Peter Guralnick et Scott Billington, producteurs d’enregistrements,
sont sur les dents. De l’autre coté de la vitre, Johnny
Shines, le compagnon de route de Robert Johnson (une icone du blues), et Robert
Lockwood Jr., d’Helena en Arkansas et gendre du même Robert
J., sont en train d’enregistrer quelques morceaux en prise directe,
comme les bluesmen ont l’habitude de le faire.
Du
coté de la technique, ça va pas fort. Cet "enfoiré"
d’ingénieur du son vient d’effacer une bonne partie du premier
morceau, tout le début en fait… Plus que gêné, Peter va voir les
bluesmen et leur annonce la catastrophe : « On a perdu le début du
premier morceaux… ». « Et alors, demande Johnny Shine, la fin ne
te convient pas ? »… silence lourd pour Peter.
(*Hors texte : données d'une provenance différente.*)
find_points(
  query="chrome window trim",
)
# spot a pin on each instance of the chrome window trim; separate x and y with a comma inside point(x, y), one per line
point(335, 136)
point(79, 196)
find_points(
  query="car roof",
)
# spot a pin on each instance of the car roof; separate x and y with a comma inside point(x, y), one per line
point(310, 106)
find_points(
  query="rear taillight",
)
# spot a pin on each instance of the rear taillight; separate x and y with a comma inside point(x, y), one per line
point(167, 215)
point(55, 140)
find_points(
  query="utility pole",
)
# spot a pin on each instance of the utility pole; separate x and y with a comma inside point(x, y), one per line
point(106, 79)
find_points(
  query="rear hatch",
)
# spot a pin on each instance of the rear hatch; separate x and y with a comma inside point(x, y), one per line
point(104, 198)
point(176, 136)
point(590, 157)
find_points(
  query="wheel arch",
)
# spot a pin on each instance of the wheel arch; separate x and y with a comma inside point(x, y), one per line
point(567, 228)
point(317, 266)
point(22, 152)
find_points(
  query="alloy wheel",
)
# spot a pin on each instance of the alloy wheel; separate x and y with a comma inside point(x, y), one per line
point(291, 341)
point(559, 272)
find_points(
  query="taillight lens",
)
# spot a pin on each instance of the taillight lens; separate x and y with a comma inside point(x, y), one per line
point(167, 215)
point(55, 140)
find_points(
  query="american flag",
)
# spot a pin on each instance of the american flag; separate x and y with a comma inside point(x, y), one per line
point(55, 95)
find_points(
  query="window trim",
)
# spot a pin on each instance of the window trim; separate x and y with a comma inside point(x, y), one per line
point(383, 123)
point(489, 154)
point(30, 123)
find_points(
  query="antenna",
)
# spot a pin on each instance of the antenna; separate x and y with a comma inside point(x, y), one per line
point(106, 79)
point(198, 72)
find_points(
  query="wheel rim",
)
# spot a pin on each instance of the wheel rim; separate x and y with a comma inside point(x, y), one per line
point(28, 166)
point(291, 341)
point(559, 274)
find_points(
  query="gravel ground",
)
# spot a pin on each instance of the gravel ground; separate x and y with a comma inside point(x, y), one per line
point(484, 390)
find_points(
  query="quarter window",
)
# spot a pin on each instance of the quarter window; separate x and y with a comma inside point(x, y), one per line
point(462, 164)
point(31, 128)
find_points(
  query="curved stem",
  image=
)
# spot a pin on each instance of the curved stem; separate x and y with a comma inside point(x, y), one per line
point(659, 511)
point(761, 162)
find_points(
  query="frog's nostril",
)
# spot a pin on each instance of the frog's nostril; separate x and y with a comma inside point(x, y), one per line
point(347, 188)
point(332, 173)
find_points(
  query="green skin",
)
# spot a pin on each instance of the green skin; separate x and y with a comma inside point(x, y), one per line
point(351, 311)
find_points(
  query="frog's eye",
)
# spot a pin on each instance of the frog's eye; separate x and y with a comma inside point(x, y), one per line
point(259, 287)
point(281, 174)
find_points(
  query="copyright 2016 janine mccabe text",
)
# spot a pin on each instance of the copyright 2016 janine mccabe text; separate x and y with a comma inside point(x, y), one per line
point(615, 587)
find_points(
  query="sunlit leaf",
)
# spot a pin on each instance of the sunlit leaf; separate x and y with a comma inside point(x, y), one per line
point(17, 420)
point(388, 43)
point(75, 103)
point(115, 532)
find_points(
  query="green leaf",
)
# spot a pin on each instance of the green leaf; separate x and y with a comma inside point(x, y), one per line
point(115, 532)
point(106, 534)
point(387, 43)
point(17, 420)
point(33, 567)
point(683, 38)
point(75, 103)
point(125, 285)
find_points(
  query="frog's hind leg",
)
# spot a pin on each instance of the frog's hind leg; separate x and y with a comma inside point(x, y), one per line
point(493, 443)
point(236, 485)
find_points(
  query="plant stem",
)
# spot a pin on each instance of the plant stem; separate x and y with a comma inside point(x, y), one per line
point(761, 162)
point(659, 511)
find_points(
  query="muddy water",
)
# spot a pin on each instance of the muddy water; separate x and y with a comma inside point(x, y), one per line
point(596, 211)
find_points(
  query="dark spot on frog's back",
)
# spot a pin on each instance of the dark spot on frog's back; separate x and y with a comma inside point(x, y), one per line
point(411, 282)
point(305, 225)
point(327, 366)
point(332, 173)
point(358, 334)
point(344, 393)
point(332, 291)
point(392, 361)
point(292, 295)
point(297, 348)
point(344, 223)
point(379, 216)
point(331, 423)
Robert semble s’en
foutre, plus préoccupé à retendre ses cordes tout en frottant sa
barbe blanche. « On n’a plus le début. Il faudrait réenregistrer
ce morceaux…» propose Peter. « Bon, si tu y tiens vraiment,
reprend doucement Johnny Shine, OK !… Heu ! Tu peux me chanter
comment ça faisait ?…. ». De fait, ces bluesmen sont dans la
création continue, et il semble que ceci participe à la prégnance
de leurs œuvres.
Quand
je suis arrivé à Paris en 1975, je jouais du blues au saxophone
dans quelques cabarets de la rive gauche et autres bouges. Grace à
quelques réelles amitiés personnelles, je traînais dans le milieux
des musicien d’afro-jazz, du moins appelait-on ce style comme ça à
l’époque. En fait c’était là le mot un peu pompeux et racoleur
pour dire qu’ils jouaient vraiment bien leur musique populaire
traditionnelle de manière enlevée et dynamique. Je m’était alors
donné comme « professeur » l’adorable Joseph Maka, dit «
Jo », guinéen de son état et aujourd'hui décédé à la suite
d’un long et douloureux crabe. Je l’entend encore me dire « Si
on fait des gammes dans tous les sens et à tire larigot, c’est
pour que ce qui passe par la tête sorte directement par le bout des
doigts… » Paradoxalement, il n'en faisait pas tant que ça. Il
ajoutait : « Joues ce que tu veux jouer et laisse "passer"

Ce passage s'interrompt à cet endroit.